# 05 Altima Fog Light Plastic Cover



## railroadfan (Dec 22, 2010)

Heard a loud crack and the plastic/glass cover broke on my passenger fog light. The bulb still works, but am wondering if I have to buy a whole new assembly or is there some way to just replace the plastic/glass cover. Any ideas?

p.s. nice emoticons, I'm a :newbie: so :givebeer:


----------



## Nickaltima (Jan 11, 2008)

railroadfan said:


> Heard a loud crack and the plastic/glass cover broke on my passenger fog light. The bulb still works, but am wondering if I have to buy a whole new assembly or is there some way to just replace the plastic/glass cover.
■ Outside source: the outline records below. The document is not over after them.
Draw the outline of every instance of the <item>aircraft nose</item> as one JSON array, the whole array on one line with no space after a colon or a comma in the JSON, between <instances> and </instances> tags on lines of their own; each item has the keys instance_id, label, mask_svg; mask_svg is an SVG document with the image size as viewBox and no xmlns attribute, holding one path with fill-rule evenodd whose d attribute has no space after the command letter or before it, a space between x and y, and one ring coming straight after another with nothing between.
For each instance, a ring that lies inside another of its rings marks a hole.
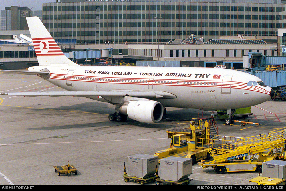
<instances>
[{"instance_id":1,"label":"aircraft nose","mask_svg":"<svg viewBox=\"0 0 286 191\"><path fill-rule=\"evenodd\" d=\"M275 93L275 92L274 92L274 90L271 89L271 90L270 91L270 97L271 97L271 98L273 98L274 96Z\"/></svg>"}]
</instances>

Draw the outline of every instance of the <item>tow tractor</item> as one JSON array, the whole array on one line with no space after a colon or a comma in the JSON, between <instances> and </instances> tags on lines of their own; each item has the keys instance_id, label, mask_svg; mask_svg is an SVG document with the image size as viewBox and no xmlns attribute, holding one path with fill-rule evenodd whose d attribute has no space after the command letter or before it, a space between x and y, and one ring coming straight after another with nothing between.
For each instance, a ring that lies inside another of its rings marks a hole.
<instances>
[{"instance_id":1,"label":"tow tractor","mask_svg":"<svg viewBox=\"0 0 286 191\"><path fill-rule=\"evenodd\" d=\"M222 146L241 138L219 136L215 123L207 119L192 119L189 124L173 123L172 129L166 131L171 138L170 148L157 151L155 155L160 160L172 156L192 159L193 165L197 162L208 159L209 151L214 147Z\"/></svg>"},{"instance_id":2,"label":"tow tractor","mask_svg":"<svg viewBox=\"0 0 286 191\"><path fill-rule=\"evenodd\" d=\"M212 167L219 174L227 172L261 172L263 162L277 156L273 150L285 148L286 130L242 138L231 144L213 148L209 153L212 160L202 161L203 169ZM268 152L266 154L263 152Z\"/></svg>"}]
</instances>

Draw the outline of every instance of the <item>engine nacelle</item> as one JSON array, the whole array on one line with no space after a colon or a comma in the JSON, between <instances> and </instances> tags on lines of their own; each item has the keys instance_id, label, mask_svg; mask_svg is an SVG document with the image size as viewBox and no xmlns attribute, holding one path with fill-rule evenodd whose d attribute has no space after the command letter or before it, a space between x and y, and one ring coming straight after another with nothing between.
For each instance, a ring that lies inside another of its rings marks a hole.
<instances>
[{"instance_id":1,"label":"engine nacelle","mask_svg":"<svg viewBox=\"0 0 286 191\"><path fill-rule=\"evenodd\" d=\"M144 123L155 123L163 117L162 104L152 100L131 101L119 108L119 112L130 119Z\"/></svg>"}]
</instances>

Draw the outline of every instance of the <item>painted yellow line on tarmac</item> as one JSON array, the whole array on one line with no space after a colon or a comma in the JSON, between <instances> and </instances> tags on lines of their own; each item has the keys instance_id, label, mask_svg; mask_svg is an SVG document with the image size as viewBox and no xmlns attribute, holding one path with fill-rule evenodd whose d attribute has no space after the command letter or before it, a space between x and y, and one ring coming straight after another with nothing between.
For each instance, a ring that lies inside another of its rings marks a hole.
<instances>
[{"instance_id":1,"label":"painted yellow line on tarmac","mask_svg":"<svg viewBox=\"0 0 286 191\"><path fill-rule=\"evenodd\" d=\"M2 102L3 102L3 100L2 99L0 98L2 101L1 103L0 103L0 105L1 106L10 106L11 107L17 107L19 108L31 108L31 109L40 109L42 110L52 110L53 111L62 111L63 112L74 112L75 113L82 113L86 114L100 114L102 115L108 115L108 114L99 114L97 113L92 113L91 112L79 112L75 111L69 111L68 110L56 110L53 109L48 109L47 108L34 108L33 107L25 107L25 106L11 106L9 105L5 105L4 104L1 104Z\"/></svg>"},{"instance_id":2,"label":"painted yellow line on tarmac","mask_svg":"<svg viewBox=\"0 0 286 191\"><path fill-rule=\"evenodd\" d=\"M72 141L70 142L56 142L49 143L10 143L9 144L0 144L2 145L40 145L51 144L66 144L67 143L99 143L105 142L118 142L120 141L149 141L150 140L158 140L159 139L166 139L166 138L158 138L151 139L124 139L123 140L105 140L104 141Z\"/></svg>"}]
</instances>

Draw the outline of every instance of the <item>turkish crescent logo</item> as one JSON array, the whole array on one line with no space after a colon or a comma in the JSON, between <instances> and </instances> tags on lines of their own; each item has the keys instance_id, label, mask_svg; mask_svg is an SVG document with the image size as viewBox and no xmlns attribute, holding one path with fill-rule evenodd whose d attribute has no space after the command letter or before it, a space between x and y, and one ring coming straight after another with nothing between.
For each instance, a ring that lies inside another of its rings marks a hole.
<instances>
[{"instance_id":1,"label":"turkish crescent logo","mask_svg":"<svg viewBox=\"0 0 286 191\"><path fill-rule=\"evenodd\" d=\"M46 49L47 48L47 43L46 43L45 42L41 42L41 43L43 43L43 44L44 45L44 47L43 47L43 48L42 49L42 50L44 50L44 49Z\"/></svg>"},{"instance_id":2,"label":"turkish crescent logo","mask_svg":"<svg viewBox=\"0 0 286 191\"><path fill-rule=\"evenodd\" d=\"M214 77L212 78L213 79L218 79L221 77L221 75L219 74L214 74Z\"/></svg>"}]
</instances>

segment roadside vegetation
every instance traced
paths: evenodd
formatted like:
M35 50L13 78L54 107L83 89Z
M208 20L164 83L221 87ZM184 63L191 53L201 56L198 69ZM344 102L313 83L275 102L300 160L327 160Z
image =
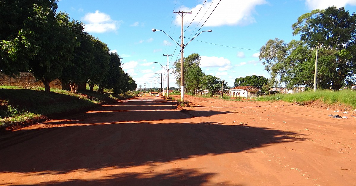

Any ideas?
> 
> p.s. nice emoticons, I'm a :newbie: so :givebeer:


your going to have to replace the whole light and for the $20 it will cost you on ebay its worth it..my pass side is chipped and lets water in the bulb worked for like 2 weeks then burned out..i guess its a pretty common thing its just weird they are always the passenger side


----------



## smj999smj (Jan 1, 2006)

They run about $150 from Nissan.


----------



## Nickaltima (Jan 11, 2008)

smj999smj said:


> They run about $150 from Nissan.




who the fuck would buy a fog light from the dealer!?!?!?! ESPECIALLY at that price..that was a waste of a post


----------